At several points in the book, Peterson expresses his extreme distrust of radicalism and social reform. In general, he says, people’s behaviors, structures (including hierarchies), and cultures have emerged logically and strategically over time. He references “ancient wisdom” that he sees as building blocks for his modern rules (368). He advocates striving for change and improvement where there are problems or shortcomings, but he rejects standard tenets of leftist reform or revolutionary ideology, namely altering the gendered treatment of children (he discusses this most centrally in Chapter 11, especially on pages 317-32).
Overall, Peterson is critical of individual choices and generational nihilism, but he prizes the longevity of human society before the present generation even as he discusses historical horrors and atrocities, like the Holocaust and 20th-century totalitarian regimes. He locates these problems in bourgeoning disdain for life, so he advocates the opposite: an appreciation for life and one’s fellow humans, who come together to form societies.
Peterson introduces the concept of ancient wisdom in the first chapter when he talks about lobsters’ territoriality battles and social hierarchies. Every lobster’s posture signals to potential challengers whether or not that lobster is a good candidate for a fight for new territory. Confident lobsters have repeated success in defending or obtaining territory, whereas lobsters with low levels of serotonin and timid posture repeatedly lose fights for space and mates.
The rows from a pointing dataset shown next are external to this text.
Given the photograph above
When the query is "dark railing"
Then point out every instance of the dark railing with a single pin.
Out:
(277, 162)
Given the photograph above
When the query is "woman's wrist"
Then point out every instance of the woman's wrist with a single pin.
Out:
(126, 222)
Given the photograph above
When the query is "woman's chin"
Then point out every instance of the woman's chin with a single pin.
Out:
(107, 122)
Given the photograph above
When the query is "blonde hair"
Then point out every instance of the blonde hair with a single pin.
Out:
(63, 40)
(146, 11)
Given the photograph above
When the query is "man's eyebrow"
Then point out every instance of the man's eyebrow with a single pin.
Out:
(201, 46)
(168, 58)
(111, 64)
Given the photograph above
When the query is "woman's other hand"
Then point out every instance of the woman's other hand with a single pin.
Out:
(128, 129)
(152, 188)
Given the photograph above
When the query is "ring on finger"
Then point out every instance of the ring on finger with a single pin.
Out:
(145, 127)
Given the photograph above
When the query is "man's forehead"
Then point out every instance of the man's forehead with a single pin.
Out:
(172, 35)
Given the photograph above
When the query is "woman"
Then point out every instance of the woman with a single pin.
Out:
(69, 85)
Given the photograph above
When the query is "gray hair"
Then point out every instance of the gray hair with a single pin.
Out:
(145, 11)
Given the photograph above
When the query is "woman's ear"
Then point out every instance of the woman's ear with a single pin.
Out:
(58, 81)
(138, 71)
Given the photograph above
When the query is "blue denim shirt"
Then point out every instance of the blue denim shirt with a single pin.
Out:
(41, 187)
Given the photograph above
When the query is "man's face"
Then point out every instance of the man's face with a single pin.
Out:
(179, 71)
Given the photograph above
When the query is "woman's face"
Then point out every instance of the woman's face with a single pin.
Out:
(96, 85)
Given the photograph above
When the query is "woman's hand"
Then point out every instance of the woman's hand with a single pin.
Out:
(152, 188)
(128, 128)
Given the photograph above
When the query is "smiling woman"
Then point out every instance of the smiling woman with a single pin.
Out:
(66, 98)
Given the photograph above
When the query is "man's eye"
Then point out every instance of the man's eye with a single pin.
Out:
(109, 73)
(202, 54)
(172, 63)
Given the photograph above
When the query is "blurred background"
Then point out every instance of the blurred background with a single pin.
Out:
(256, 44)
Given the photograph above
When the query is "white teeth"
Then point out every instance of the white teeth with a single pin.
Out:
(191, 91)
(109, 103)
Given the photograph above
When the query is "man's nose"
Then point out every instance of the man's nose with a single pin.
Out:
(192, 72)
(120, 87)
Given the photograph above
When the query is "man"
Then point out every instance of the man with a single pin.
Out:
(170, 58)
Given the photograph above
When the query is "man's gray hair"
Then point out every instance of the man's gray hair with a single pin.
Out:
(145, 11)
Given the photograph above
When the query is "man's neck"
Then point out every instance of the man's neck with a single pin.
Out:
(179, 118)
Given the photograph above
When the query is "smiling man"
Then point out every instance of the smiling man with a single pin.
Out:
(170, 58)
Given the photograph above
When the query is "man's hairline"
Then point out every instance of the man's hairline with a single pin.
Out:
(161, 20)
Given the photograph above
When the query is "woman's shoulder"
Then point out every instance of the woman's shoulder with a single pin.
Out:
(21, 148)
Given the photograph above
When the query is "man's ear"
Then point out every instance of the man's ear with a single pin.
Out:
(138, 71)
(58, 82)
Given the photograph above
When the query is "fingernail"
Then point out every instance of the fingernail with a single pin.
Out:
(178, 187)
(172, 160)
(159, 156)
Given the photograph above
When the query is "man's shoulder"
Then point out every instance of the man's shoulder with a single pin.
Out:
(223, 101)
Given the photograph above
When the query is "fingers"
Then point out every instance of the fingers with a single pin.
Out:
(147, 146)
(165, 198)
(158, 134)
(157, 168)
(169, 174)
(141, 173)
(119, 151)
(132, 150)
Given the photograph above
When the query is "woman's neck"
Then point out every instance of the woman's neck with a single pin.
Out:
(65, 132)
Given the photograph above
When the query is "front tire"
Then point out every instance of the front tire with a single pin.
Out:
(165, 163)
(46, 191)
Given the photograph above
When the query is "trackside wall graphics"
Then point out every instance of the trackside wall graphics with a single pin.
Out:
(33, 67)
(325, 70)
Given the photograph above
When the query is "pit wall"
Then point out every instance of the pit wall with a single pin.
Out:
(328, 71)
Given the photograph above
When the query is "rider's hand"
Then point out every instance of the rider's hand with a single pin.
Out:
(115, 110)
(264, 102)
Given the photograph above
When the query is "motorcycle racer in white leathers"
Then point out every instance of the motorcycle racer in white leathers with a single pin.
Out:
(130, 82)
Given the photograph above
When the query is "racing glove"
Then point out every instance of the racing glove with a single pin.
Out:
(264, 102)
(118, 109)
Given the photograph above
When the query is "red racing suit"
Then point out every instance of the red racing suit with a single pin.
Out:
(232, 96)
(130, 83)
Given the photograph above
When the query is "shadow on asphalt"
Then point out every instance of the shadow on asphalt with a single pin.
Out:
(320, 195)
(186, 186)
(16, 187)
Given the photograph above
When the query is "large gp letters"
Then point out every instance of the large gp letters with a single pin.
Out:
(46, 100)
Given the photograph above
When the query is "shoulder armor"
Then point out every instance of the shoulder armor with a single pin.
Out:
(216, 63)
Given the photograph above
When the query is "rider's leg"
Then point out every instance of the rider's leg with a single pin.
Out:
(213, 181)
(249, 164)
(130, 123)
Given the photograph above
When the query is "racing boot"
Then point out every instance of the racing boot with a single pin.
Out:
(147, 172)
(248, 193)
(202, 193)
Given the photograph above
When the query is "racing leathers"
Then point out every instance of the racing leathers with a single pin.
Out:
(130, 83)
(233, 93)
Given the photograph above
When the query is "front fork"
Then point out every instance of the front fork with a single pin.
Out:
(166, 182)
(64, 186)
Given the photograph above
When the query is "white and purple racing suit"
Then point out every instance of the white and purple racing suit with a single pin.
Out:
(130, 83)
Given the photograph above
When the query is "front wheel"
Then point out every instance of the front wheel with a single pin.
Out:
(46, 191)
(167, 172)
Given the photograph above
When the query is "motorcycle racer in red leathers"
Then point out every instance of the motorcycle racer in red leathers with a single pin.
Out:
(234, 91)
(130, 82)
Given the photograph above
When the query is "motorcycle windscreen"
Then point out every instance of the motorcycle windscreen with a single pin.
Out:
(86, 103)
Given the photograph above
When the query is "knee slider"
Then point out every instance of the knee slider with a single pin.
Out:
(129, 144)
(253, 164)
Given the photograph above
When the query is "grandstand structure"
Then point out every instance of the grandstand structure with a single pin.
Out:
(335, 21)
Peterson tells his readers to “look for […] inspiration to the victorious lobster, with its 350 million years of practical wisdom” (28).
Usually, the ancient wisdom and practical generational knowledge Peterson advocates is not quite so old, and it is often rooted in humanity rather than other corners of the animal kingdom. Peterson frequently references the Biblical Book of Genesis to discuss basic human tendencies. Working from that timeline, he discusses a few specific developments of human society and maintains a generally favorable view of adherence to social norms.
To establish direction in life, Peterson insists, “Some reliance on tradition can help […] It is reasonable to do what other people have always done, unless we have a very good reason not to” (221). In a later chapter, he takes up the issue of patriarchy as an example of a social convention rooted in old belief systems that he sees as valuable and logical. He denies patriarchal oppression against women, describing patriarchy as “an imperfect collective attempt by men and women, stretching over millennia, to free each other from privation, disease, and drudgery” (304). He does not deny sexism outright, but he makes no mention of matriarchal societies and denies the need for gender-structured reforms of any kind. His evidence is his interpretation of the behavior of people in the past.
Peterson blames postmodernism and nihilism for many of the problems he identifies in society today. These are entities that he situates as 20th-century developments in Western cultures that have taken hold in political and social institutions. In Peterson’s view, they have moved away from reliable ancient wisdom.